Dyer Planning Director Bryan Lane said the doctor was constructing a two-story building under 30,000 square feet on a 5-acre site on Calumet Avenue, which has become one of the hottest corridors for new development in the town. There are long-term plans to build a second building for medical offices on the site, but no timetable for the future addition.
Kassar, who co-directs the Cancer Center at Community Hospital in Dyer and was the principal investigator for more than 15 National Cancer Institute-funded clinical trials, expects to complete construction of the building that’s now going up by the spring, Lane said.
Anytime Fitness, the fast-growing 24-hour gym chain, started construction on a new $2 million gym in Cedar Lake as part of a rapid expansion across Northwest Indiana.
Franchisees Atta Musleh, Muhanad Musleh, Moe Musleh, Yasmin Musleh and Ammr Musleh hired the Crown Point-based commercial contractor Integrated Construction Solutions to build out the new 7,200-square-foot gym over the next four to five months. It will be at 9708 Lincoln Plaza just off W. 133rd Avenue about a mile east of U.S. 41.
“We own several clubs around the Region: Dyer, Winfield, Lowell, and Schererville, and are very excited to be expanding into Cedar Lake,” owner Moe Musleh said. “The location will be in front of the Strack & Van Till.”
The Musleh family plans to build as many as nine new Anytime Fitness gyms over the next several years.
The Cedar Lake location is expected to open in the spring, and will employ about 12 workers.
Anytime Fitness, which keeps regular hours but which members can unlock to use at any time day or night, has more than 3,330 gyms nationally, including in Hobart, Merrillville, Highland, Portage, Winfield, Crown Point, Valparaiso, Schererville, St. John, Dyer, Hebron, Lowell, Michigan City, LaPorte, DeMotte and South Holland. Another Anytime Fitness gym is currently under construction in Munster.
Meatheads, a Five Guys-like “better burger” restaurant that cooks to order with all-natural ingredients, closed its Schererville location after a four-year run. The Bloomington, Illinois-based chain, which served gourmet burgers, canola oil-fried French fries, shakes, salads and New England-style hot dogs, shuttered its location at 69 U.S. Highway 41 Ste. 300 in Schererville.

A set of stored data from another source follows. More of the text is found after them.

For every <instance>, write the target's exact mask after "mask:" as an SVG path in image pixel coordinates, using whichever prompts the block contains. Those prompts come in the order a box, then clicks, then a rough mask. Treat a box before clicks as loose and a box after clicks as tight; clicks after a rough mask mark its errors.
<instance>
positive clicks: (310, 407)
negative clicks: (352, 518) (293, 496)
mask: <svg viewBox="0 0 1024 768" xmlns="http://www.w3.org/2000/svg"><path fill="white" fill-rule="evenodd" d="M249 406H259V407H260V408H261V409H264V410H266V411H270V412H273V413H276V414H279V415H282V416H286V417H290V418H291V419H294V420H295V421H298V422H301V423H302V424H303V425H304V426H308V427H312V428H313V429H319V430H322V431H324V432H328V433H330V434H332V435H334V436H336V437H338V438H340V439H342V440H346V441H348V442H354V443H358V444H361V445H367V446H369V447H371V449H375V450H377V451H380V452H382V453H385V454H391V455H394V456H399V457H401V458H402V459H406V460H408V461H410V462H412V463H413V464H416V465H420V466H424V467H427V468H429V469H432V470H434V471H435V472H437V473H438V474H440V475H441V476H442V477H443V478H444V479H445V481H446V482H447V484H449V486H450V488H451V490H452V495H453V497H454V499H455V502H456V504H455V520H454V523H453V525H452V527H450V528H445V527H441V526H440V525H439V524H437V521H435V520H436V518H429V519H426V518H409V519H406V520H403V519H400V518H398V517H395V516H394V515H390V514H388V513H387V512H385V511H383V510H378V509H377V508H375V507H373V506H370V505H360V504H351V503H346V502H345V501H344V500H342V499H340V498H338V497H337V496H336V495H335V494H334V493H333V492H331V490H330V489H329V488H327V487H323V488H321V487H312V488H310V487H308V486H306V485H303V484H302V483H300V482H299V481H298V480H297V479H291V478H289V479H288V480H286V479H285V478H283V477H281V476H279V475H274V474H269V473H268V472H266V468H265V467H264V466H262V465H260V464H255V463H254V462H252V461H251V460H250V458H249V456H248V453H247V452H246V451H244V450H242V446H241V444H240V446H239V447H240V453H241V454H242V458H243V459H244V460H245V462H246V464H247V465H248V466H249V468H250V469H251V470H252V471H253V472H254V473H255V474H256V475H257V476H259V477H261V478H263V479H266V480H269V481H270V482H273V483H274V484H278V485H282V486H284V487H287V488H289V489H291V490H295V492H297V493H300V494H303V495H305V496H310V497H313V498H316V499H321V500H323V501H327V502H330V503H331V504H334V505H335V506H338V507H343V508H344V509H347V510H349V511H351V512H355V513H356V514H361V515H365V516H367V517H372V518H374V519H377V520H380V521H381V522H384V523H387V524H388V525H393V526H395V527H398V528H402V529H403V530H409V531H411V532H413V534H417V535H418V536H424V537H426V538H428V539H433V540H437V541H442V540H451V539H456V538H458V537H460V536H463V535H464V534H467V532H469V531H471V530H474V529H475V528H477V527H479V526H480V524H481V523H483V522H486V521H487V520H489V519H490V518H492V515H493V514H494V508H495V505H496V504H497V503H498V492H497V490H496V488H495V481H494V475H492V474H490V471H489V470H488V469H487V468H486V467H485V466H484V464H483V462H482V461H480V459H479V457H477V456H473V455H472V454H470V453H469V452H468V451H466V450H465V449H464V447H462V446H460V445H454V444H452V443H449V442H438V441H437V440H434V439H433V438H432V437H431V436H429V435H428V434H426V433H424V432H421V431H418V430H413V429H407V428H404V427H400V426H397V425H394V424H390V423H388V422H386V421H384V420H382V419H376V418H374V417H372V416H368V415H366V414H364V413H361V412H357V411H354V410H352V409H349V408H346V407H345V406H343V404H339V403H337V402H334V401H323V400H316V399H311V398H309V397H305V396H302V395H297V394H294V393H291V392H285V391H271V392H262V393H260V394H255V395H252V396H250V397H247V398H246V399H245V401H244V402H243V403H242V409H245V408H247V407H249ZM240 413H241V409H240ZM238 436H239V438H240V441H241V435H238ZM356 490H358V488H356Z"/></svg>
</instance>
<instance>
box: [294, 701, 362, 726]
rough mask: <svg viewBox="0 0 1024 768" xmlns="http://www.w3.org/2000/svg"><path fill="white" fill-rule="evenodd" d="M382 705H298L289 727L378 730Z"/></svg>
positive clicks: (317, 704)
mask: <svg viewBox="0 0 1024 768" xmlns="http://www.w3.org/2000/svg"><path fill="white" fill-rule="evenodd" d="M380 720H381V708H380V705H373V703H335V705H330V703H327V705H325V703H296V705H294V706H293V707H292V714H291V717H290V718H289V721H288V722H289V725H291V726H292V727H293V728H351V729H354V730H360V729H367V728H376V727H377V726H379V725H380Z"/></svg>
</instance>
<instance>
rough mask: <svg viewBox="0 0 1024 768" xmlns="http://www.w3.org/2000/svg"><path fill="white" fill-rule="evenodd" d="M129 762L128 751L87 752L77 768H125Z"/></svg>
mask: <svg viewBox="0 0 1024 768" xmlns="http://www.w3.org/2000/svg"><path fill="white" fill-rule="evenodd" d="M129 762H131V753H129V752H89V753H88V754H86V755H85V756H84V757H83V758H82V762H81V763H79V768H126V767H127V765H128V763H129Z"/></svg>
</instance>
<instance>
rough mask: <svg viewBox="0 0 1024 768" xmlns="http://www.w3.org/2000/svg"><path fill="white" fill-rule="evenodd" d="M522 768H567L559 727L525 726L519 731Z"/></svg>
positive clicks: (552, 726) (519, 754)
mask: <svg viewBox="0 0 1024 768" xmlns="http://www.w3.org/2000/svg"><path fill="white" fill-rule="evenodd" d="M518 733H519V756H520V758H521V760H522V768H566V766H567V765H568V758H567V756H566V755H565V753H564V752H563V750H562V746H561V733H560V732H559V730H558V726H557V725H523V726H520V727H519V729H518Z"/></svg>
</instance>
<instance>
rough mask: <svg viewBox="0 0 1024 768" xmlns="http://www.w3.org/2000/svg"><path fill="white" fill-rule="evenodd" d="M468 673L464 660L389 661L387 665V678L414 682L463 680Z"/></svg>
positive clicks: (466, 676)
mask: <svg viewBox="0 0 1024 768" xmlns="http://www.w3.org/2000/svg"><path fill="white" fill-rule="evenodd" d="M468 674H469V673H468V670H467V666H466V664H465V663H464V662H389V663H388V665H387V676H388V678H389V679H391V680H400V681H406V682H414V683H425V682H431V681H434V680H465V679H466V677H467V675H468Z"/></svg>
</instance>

“It is with great sadness that we share the closing of the Schererville Meatheads,” a sign posted on the door said. “We thank our loyal customers, neighbors and friends for your support over the years.”
The neighboring Firehouse Subs in a strip mall outside the Shops on Main outdoor shopping center in Schererville also recently closed. Both opened in 2013, when the much-awaited lifestyle center did.
Any fans of Meatheads burgers, which feature Angus beef and premium toppings such as cucumber wasabi sauce and avocado, still can visit the Munster location at 9140 Calumet Ave #101.